Rebel spokesman Jalal el-Gallal said al-Obeidi arrived in Benghazi by plane. "She's welcome to stay, this is her country," el-Gallal told The Associated Press.

The U.N. Refugee Agency's Sybella Wilkes said al-Obeidi should have been allowed to stay in Qatar, and her deportation runs contrary to international law.

Al-Obeidi "is a recognized refugee, and we don't consider there is any good reason for her deportation," Wilkes told the Associated Press.

U.S. State Department spokesman Mark Toner said the U.S. was "monitoring the situation" and working to ensure al-Obeidi's safety.

"We're concerned for her safety, given all that's happened to her. And we're going to work to make sure that she's kept safe, first and foremost, and that she finds appropriate asylum," Toner told reporters in Washington on Thursday.

Libyan authorities have alternately labeled al-Obeidi a drunk, a prostitute and a thief.

Al-Obeidi has maintained that she was targeted by Qaddafi's troops because she is from Benghazi, the rebel stronghold.

Al-Obeidi's rape claim could not be independently verified. The Associated Press identifies only rape victims who volunteer their names.

Human rights violations are one aspect of the rebels' complaints against the Qaddafi regime. This week a report by a U.N. body said it found evidence of war crimes and crimes against humanity by Qaddafi's government, and also charged that the rebels have committed abuses.
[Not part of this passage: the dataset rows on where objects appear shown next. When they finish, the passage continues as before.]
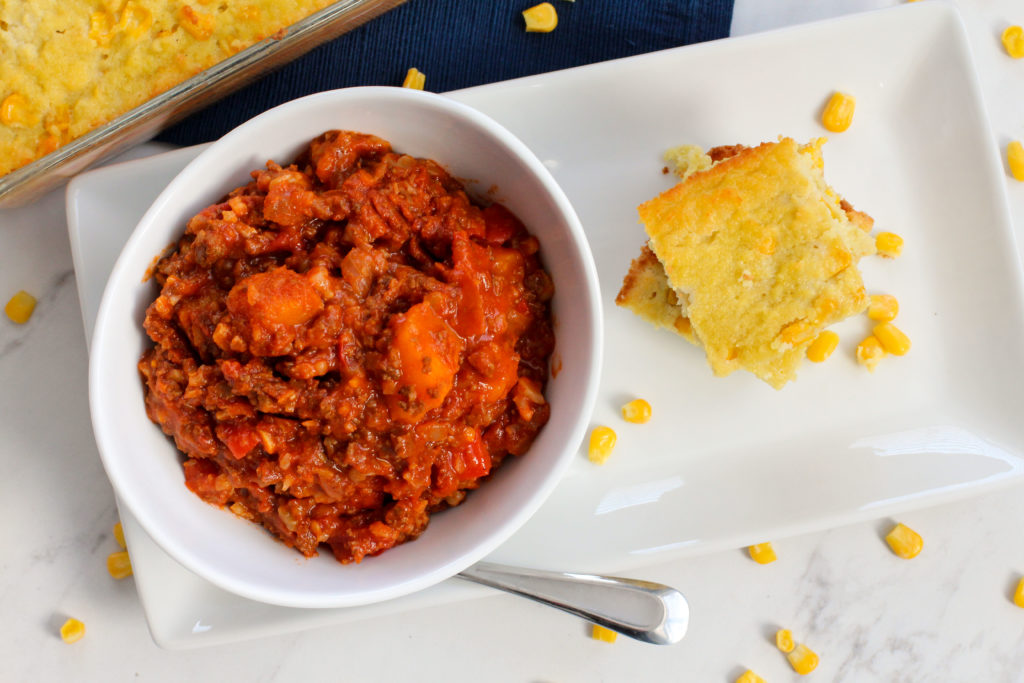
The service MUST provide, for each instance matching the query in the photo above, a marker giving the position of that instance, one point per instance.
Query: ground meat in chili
(348, 344)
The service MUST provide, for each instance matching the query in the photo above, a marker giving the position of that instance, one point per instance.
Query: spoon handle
(649, 612)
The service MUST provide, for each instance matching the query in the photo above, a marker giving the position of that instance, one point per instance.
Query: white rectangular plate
(725, 462)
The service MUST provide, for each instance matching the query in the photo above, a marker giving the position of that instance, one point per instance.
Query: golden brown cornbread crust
(647, 293)
(764, 253)
(70, 66)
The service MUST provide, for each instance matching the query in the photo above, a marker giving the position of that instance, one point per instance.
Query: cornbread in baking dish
(71, 66)
(760, 253)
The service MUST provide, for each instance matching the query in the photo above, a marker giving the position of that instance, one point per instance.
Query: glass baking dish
(27, 183)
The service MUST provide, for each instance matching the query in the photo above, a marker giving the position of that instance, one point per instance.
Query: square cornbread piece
(764, 254)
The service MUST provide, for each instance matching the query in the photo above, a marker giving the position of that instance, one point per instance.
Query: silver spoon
(644, 610)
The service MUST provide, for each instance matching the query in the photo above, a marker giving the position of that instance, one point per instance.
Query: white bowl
(239, 556)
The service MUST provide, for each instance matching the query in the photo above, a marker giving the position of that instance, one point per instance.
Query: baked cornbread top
(70, 66)
(764, 254)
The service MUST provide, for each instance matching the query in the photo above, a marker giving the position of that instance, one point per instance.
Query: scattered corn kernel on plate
(726, 462)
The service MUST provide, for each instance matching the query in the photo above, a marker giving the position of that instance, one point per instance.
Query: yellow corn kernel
(803, 659)
(795, 334)
(135, 20)
(14, 111)
(600, 633)
(889, 245)
(762, 553)
(541, 18)
(602, 441)
(19, 307)
(72, 631)
(892, 338)
(415, 79)
(200, 26)
(839, 112)
(904, 542)
(783, 640)
(119, 564)
(1013, 41)
(869, 352)
(1015, 160)
(637, 411)
(822, 346)
(883, 307)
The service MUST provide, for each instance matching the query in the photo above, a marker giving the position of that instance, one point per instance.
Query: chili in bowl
(320, 375)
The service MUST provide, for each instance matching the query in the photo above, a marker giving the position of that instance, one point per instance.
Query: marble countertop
(946, 615)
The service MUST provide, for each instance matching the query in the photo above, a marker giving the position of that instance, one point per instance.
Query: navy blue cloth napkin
(462, 43)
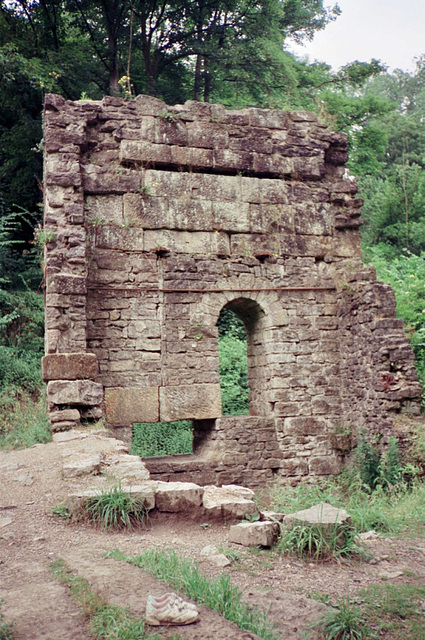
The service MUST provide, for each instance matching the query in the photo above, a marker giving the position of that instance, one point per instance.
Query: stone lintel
(190, 402)
(132, 404)
(75, 392)
(69, 366)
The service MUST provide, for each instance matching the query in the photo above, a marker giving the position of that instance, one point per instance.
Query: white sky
(392, 31)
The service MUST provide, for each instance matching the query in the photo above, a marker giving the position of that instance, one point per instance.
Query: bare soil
(31, 484)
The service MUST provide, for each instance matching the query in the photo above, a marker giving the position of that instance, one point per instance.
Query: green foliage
(318, 543)
(114, 509)
(406, 274)
(233, 364)
(394, 611)
(233, 376)
(218, 594)
(23, 420)
(162, 438)
(344, 622)
(111, 622)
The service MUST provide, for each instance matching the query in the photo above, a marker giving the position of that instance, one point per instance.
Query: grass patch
(395, 611)
(217, 594)
(24, 420)
(106, 622)
(319, 543)
(344, 622)
(113, 509)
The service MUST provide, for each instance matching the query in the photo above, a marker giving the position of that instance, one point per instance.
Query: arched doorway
(243, 371)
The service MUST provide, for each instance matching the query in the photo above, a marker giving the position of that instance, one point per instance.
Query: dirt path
(30, 539)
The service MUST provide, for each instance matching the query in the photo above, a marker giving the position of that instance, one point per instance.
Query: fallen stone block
(213, 555)
(145, 492)
(274, 516)
(68, 436)
(82, 466)
(227, 503)
(69, 366)
(254, 534)
(178, 496)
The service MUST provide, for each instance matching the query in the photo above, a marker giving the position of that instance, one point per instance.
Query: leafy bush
(107, 622)
(345, 622)
(162, 438)
(318, 542)
(218, 594)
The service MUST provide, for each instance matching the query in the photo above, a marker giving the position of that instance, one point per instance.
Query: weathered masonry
(156, 218)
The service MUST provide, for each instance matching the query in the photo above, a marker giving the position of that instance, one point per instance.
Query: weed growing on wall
(23, 420)
(106, 622)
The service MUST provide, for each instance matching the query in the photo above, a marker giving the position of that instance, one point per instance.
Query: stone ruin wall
(156, 218)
The conflict in Libya is nearly four months along, but the situation on the ground appears mostly stalemated. NATO airstrikes have kept the outgunned rebels from being overrun, but the rebels have been unable to mount an effective offensive against Qaddafi's better equipped armed forces.

Qaddafi's regime has been slowly crumbling from within. A significant number of army officers and several Cabinet ministers have defected, and most have expressed support for the opposition, but Qaddafi's hold on power shows little sign of loosening.

NATO warplanes bomb targets in Tripoli, including Qaddafi's sprawling Bab al-Aziziya residential and command compound, on a nightly basis.

Qaddafi has been seen in public rarely and heard even less frequently since a NATO airstrike on his compound killed one of his sons on April 30. Questions are arising about the physical and mental state of the 69-year-old dictator, who has ruled Libya since 1969.

Rebels have turned down initiatives calling for cease-fires, insisting that Qaddafi and his sons must relinquish power and leave the country.